Woelki dankt in seiner Predigt auch jenen, die sich mit ihm „schwergetan“ haben. In seinem Abschieds-Hirtenwort bittet er gar um „Verzeihung, wo ich Sie enttäuscht oder vielleicht verletzt habe“. Etliche Katholiken erzählen, dass sie ihn autoritär erlebt haben, unzugänglich. Gott liebe den Menschen bedingungslos, ohne aufzurechnen, sagt Woelki und ruft jetzt mit kräftiger Stimme: „Wie Gott mir, so ich dir.“ Das sei ein Gesetz christlichen Lebens.
Stefan Lüttke wird das nicht trösten. Er wurde vor 14 Jahren in der Potsdamer Sankt-Peter-und-Paul-Kirche von einem Priester sexuell missbraucht. Er hatte gehofft, dass Woelki den Priester öffentlich verurteilen würde, nachdem der intern seine Schuld zugegeben hatte. Doch die öffentliche Verurteilung klang wie eine Rehabilitierung. Woelki hat das rehabilitierende Publicandum nicht selbst geschrieben. Aber er hat den Fall eben auch erst dann zur Chefsache erklärt, nachdem die Medien berichtet hatten.

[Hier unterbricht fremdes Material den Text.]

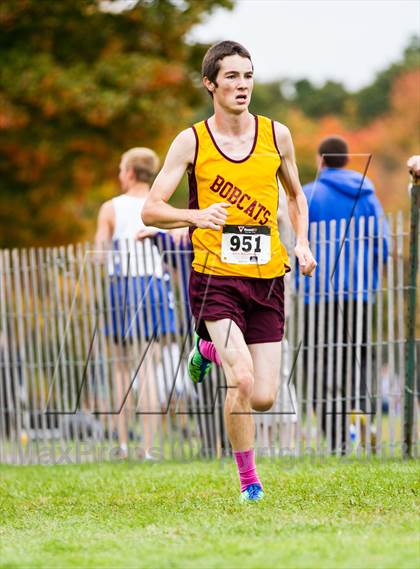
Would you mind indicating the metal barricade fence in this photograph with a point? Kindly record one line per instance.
(92, 345)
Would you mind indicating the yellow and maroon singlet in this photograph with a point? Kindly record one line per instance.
(249, 244)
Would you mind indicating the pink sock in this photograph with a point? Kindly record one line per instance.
(208, 351)
(245, 462)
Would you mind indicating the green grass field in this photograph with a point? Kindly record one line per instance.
(331, 514)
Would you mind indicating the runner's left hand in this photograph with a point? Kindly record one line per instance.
(306, 260)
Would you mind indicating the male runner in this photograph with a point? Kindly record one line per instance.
(236, 283)
(136, 259)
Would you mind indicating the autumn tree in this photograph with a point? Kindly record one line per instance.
(79, 85)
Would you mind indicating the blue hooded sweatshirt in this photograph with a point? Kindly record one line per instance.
(342, 194)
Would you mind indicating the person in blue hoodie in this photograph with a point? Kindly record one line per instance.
(340, 193)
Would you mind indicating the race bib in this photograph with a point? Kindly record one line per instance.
(246, 244)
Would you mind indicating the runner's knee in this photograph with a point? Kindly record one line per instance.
(263, 403)
(243, 379)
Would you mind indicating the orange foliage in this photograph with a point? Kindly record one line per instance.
(390, 140)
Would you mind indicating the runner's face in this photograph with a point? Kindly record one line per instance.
(234, 83)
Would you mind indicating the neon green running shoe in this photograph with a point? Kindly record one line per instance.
(253, 493)
(198, 366)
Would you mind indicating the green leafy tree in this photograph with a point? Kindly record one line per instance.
(79, 85)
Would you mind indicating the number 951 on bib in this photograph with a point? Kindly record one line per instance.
(246, 244)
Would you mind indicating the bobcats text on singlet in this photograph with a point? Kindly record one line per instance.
(249, 244)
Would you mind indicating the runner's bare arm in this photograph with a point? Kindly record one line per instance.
(297, 205)
(105, 224)
(158, 212)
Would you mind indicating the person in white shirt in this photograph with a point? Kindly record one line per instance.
(140, 295)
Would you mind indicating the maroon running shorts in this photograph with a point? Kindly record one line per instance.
(255, 305)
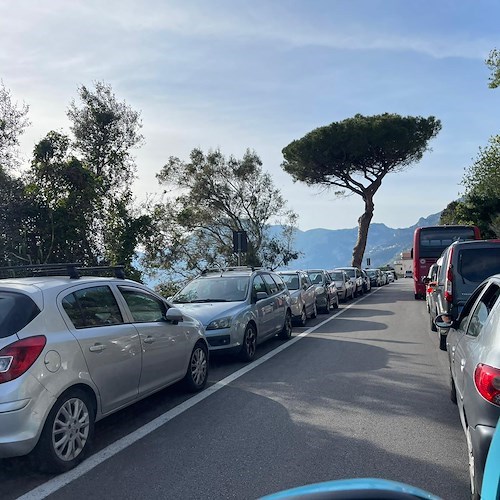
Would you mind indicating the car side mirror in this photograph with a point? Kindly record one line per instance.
(443, 321)
(174, 316)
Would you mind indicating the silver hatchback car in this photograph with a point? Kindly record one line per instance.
(473, 348)
(76, 349)
(239, 307)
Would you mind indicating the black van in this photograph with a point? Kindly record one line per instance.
(463, 266)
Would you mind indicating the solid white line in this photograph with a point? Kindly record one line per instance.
(58, 482)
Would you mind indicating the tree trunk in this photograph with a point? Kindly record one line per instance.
(363, 226)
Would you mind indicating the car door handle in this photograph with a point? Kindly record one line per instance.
(97, 348)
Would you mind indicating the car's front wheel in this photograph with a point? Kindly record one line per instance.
(67, 433)
(286, 331)
(197, 372)
(249, 346)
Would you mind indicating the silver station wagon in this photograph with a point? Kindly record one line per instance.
(76, 349)
(239, 308)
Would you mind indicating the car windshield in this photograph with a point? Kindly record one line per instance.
(291, 281)
(219, 289)
(350, 273)
(336, 275)
(316, 277)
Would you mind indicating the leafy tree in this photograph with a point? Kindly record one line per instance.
(493, 63)
(356, 154)
(207, 199)
(13, 122)
(480, 204)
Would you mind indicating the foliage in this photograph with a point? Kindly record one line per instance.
(493, 63)
(207, 199)
(75, 201)
(13, 122)
(480, 204)
(356, 154)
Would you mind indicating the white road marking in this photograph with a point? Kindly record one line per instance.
(58, 482)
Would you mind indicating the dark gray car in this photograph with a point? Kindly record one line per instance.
(463, 265)
(473, 345)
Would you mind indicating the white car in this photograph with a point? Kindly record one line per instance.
(74, 349)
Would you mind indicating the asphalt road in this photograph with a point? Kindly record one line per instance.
(361, 392)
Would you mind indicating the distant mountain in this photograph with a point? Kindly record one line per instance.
(329, 248)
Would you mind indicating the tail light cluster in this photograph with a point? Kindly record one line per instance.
(487, 380)
(448, 291)
(17, 357)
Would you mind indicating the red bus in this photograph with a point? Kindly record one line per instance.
(428, 245)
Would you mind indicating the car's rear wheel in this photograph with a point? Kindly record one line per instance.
(249, 346)
(475, 495)
(286, 331)
(197, 372)
(67, 433)
(442, 342)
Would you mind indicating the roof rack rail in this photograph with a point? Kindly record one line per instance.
(73, 270)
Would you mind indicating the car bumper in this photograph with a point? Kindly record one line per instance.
(481, 436)
(21, 417)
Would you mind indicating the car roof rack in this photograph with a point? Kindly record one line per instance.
(73, 270)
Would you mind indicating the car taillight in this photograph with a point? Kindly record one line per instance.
(448, 290)
(16, 358)
(487, 380)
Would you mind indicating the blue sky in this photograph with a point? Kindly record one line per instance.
(235, 74)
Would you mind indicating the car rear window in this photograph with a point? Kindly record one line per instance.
(16, 311)
(477, 264)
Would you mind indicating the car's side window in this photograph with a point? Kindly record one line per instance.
(145, 308)
(482, 311)
(279, 282)
(272, 286)
(94, 306)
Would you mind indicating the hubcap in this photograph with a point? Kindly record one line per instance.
(199, 366)
(71, 429)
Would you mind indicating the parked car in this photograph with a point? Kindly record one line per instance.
(375, 276)
(345, 288)
(367, 286)
(302, 295)
(473, 345)
(356, 279)
(430, 291)
(239, 307)
(464, 264)
(326, 291)
(74, 349)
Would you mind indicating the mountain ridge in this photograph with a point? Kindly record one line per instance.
(329, 248)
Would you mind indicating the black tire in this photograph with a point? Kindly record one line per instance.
(72, 417)
(286, 331)
(249, 346)
(442, 342)
(433, 326)
(197, 373)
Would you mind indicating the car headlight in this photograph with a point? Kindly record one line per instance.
(219, 324)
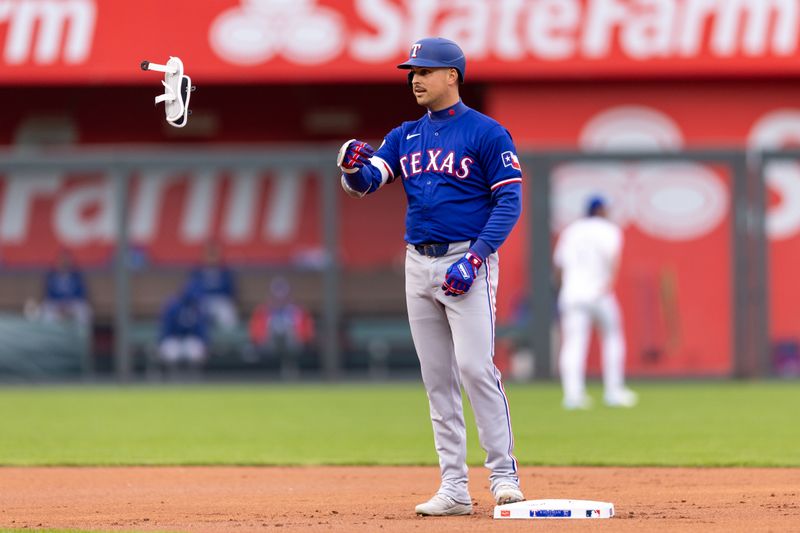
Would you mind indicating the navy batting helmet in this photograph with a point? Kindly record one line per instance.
(436, 52)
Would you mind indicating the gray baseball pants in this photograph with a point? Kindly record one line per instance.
(454, 339)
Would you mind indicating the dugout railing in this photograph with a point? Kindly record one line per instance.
(749, 317)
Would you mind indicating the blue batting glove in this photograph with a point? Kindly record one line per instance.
(461, 274)
(353, 155)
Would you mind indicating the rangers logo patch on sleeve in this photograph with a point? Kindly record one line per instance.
(510, 159)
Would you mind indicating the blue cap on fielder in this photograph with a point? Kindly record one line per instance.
(436, 52)
(594, 204)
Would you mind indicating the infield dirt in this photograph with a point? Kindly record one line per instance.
(367, 499)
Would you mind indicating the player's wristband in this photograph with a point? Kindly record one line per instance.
(474, 260)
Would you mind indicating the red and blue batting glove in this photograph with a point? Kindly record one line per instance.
(353, 155)
(461, 274)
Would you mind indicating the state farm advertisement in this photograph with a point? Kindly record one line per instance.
(102, 41)
(675, 279)
(261, 217)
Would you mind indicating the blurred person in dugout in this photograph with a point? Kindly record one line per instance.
(65, 296)
(586, 260)
(215, 283)
(280, 328)
(184, 331)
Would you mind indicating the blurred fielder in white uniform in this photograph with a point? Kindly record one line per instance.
(586, 260)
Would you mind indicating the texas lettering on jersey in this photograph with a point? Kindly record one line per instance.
(434, 161)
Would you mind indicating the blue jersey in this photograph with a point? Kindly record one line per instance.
(63, 286)
(461, 176)
(183, 316)
(213, 281)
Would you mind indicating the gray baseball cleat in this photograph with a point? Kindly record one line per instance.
(508, 493)
(441, 505)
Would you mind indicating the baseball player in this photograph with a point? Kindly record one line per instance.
(463, 184)
(586, 260)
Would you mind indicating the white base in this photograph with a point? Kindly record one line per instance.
(538, 509)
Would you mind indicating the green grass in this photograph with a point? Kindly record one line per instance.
(696, 424)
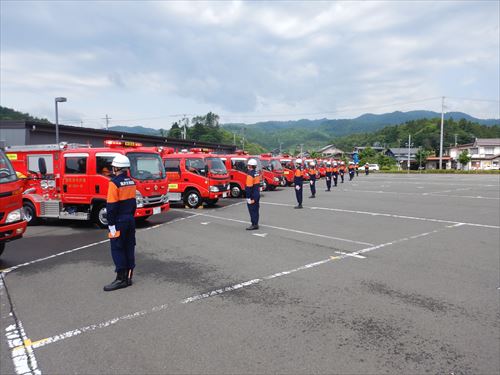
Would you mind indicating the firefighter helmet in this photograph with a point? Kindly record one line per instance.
(121, 161)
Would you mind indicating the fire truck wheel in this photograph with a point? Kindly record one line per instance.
(30, 213)
(99, 215)
(211, 202)
(192, 199)
(235, 191)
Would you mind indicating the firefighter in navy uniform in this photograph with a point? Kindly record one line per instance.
(342, 171)
(120, 207)
(312, 172)
(252, 192)
(298, 181)
(335, 173)
(329, 174)
(351, 170)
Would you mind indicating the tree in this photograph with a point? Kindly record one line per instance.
(464, 158)
(175, 131)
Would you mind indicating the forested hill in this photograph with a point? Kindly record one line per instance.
(424, 133)
(11, 114)
(316, 133)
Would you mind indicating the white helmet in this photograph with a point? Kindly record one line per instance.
(252, 162)
(121, 161)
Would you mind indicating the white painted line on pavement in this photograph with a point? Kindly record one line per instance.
(387, 215)
(290, 230)
(75, 332)
(350, 254)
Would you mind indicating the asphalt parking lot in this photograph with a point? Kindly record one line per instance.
(385, 274)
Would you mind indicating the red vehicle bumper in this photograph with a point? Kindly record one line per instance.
(220, 194)
(12, 231)
(148, 211)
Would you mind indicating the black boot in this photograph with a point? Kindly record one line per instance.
(130, 273)
(119, 283)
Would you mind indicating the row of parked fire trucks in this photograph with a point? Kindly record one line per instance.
(70, 181)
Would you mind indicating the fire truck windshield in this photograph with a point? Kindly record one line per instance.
(146, 166)
(276, 165)
(216, 166)
(7, 173)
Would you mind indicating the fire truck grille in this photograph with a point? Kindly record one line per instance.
(50, 209)
(222, 187)
(154, 200)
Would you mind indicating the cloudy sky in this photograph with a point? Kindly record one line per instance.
(149, 63)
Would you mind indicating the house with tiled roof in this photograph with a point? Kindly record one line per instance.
(484, 154)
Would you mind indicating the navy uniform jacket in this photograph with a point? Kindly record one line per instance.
(252, 186)
(121, 198)
(298, 177)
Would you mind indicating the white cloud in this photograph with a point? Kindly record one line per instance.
(248, 58)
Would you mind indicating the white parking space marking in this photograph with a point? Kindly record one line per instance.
(350, 255)
(387, 215)
(76, 332)
(289, 230)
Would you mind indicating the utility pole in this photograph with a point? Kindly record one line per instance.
(107, 118)
(441, 136)
(409, 148)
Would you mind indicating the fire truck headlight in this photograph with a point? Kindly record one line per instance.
(139, 199)
(14, 216)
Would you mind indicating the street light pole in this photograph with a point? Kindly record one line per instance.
(58, 100)
(441, 136)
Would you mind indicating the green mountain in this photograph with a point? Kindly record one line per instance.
(316, 133)
(11, 114)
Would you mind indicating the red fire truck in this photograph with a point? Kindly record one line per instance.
(195, 177)
(273, 172)
(236, 164)
(12, 222)
(71, 181)
(288, 166)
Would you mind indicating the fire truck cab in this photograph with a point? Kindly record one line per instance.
(195, 177)
(236, 165)
(71, 182)
(12, 222)
(272, 172)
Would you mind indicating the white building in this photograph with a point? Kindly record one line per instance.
(484, 154)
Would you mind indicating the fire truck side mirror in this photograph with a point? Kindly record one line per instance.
(42, 167)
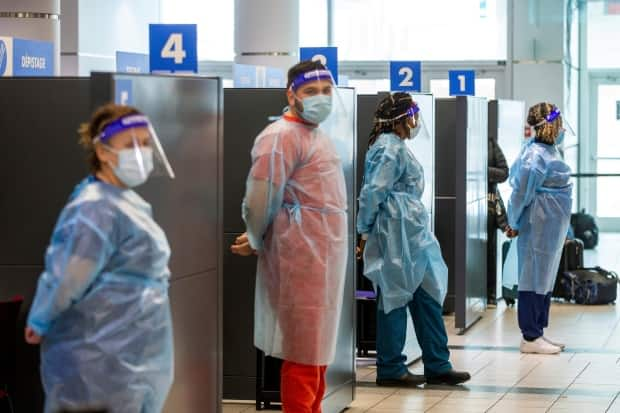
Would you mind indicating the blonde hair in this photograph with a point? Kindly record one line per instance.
(101, 118)
(545, 131)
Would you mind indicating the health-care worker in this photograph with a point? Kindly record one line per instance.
(401, 256)
(101, 311)
(295, 214)
(539, 213)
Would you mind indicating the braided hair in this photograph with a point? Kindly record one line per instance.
(545, 131)
(389, 114)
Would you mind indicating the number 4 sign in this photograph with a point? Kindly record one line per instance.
(406, 76)
(173, 48)
(462, 82)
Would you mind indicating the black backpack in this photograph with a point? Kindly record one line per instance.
(587, 286)
(585, 229)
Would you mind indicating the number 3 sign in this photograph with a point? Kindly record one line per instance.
(406, 76)
(173, 48)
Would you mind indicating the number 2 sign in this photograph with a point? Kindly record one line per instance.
(173, 48)
(405, 76)
(462, 82)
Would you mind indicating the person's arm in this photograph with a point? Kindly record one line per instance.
(498, 168)
(273, 162)
(382, 170)
(76, 255)
(525, 180)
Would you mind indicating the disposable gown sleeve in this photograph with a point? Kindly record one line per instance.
(498, 168)
(78, 251)
(382, 170)
(274, 157)
(525, 178)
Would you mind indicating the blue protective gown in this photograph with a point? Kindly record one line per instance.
(540, 208)
(102, 305)
(401, 253)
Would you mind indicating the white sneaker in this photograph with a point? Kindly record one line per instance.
(538, 346)
(560, 345)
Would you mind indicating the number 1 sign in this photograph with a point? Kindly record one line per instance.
(173, 48)
(462, 82)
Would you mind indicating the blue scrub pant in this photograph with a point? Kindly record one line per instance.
(533, 310)
(430, 332)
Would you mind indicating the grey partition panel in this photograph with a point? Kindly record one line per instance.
(40, 162)
(248, 112)
(461, 205)
(506, 121)
(187, 115)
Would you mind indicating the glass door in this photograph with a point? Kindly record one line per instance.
(605, 151)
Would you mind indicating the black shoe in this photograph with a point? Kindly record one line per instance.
(408, 380)
(451, 378)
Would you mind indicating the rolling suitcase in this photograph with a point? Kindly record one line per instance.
(572, 259)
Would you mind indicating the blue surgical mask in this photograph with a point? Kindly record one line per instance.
(129, 170)
(316, 108)
(413, 132)
(560, 139)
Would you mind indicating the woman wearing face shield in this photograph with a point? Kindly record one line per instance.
(101, 311)
(401, 256)
(295, 214)
(539, 213)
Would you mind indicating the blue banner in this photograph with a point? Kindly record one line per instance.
(462, 82)
(173, 48)
(326, 55)
(123, 92)
(33, 58)
(127, 62)
(406, 76)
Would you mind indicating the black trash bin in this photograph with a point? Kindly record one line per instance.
(9, 311)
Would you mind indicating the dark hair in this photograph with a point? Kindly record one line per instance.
(389, 108)
(301, 68)
(101, 118)
(547, 131)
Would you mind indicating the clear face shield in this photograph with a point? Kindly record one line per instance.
(566, 131)
(138, 149)
(317, 99)
(418, 128)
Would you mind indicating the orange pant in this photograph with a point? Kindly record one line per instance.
(302, 387)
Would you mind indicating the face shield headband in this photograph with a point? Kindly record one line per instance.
(410, 113)
(311, 76)
(555, 113)
(122, 124)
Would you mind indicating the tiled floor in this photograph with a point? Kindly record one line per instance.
(583, 379)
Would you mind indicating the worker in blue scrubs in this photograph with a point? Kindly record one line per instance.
(539, 212)
(401, 256)
(101, 311)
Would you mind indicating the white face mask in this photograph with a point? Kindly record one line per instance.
(131, 170)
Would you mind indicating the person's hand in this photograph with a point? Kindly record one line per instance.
(359, 250)
(512, 233)
(32, 337)
(242, 246)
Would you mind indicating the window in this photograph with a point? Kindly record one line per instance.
(215, 20)
(603, 34)
(313, 23)
(420, 29)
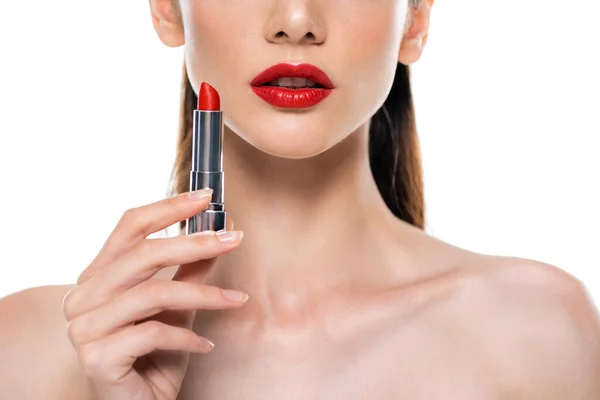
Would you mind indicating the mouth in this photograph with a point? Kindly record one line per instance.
(288, 86)
(291, 76)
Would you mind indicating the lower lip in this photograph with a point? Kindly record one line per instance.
(291, 98)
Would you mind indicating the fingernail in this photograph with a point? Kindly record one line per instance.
(200, 194)
(235, 295)
(229, 236)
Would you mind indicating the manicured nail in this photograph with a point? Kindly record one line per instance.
(201, 194)
(229, 236)
(235, 295)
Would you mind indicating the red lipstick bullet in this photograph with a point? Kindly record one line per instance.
(208, 99)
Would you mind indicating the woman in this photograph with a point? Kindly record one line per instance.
(348, 297)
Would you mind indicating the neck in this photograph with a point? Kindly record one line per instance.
(311, 226)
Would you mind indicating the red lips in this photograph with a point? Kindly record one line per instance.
(284, 97)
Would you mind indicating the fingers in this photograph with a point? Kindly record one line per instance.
(110, 358)
(137, 223)
(146, 300)
(142, 262)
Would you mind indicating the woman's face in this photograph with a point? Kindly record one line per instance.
(356, 42)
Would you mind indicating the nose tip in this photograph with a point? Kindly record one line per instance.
(293, 23)
(284, 37)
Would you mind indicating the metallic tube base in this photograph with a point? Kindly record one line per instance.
(208, 220)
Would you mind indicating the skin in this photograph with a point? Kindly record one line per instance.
(346, 301)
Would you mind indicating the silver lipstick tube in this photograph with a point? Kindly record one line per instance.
(207, 170)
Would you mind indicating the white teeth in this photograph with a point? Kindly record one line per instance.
(293, 82)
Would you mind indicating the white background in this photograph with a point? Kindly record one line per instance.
(507, 99)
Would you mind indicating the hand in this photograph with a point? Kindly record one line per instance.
(133, 334)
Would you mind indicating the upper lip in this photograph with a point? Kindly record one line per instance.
(283, 70)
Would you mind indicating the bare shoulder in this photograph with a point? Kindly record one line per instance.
(541, 324)
(37, 360)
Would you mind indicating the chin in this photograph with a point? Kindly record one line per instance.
(288, 134)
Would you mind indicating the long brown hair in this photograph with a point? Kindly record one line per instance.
(394, 149)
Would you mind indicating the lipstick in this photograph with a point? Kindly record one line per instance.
(207, 160)
(302, 86)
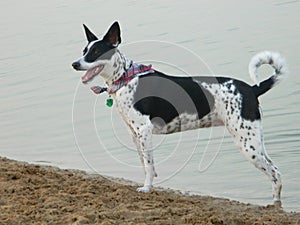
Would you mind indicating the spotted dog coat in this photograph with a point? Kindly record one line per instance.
(157, 103)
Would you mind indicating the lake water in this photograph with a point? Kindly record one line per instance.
(48, 116)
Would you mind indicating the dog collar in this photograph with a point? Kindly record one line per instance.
(134, 70)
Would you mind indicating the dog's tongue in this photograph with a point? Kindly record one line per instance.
(91, 73)
(88, 75)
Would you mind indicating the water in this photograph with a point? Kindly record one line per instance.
(47, 116)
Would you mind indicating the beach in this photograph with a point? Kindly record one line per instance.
(37, 194)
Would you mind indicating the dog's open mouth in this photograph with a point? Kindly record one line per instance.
(91, 73)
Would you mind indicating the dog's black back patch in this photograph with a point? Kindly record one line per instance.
(164, 97)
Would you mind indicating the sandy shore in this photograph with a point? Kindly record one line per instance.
(32, 194)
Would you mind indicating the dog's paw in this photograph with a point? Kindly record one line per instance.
(144, 189)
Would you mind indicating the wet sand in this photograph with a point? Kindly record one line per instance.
(34, 194)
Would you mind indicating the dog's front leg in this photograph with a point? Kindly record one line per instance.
(145, 144)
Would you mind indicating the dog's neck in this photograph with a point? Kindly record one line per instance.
(116, 68)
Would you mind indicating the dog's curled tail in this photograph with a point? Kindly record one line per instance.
(276, 61)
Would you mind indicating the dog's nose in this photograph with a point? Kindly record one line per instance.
(76, 65)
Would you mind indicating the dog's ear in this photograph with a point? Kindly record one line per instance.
(113, 35)
(89, 35)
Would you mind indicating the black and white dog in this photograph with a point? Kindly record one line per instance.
(151, 102)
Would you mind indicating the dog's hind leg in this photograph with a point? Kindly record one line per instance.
(249, 137)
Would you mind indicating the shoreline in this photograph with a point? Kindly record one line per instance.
(39, 194)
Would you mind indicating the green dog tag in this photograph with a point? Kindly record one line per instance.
(109, 102)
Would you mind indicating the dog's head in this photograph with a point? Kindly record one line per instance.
(97, 54)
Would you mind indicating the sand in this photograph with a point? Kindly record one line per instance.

Er wünsche den Berliner Katholiken „Mut und Ausdauer auf dem Weg in die Zukunft“, sagt der Kardinal am Ende seiner Predigt. „Aber nicht im Sinne von Museumswächtern ..., sondern als Christen, die im Heute angekommen sind.“ Für die Kritiker seiner Bistumsreform und seiner Kathedral-Pläne muss das wie eine Ohrfeige klingen.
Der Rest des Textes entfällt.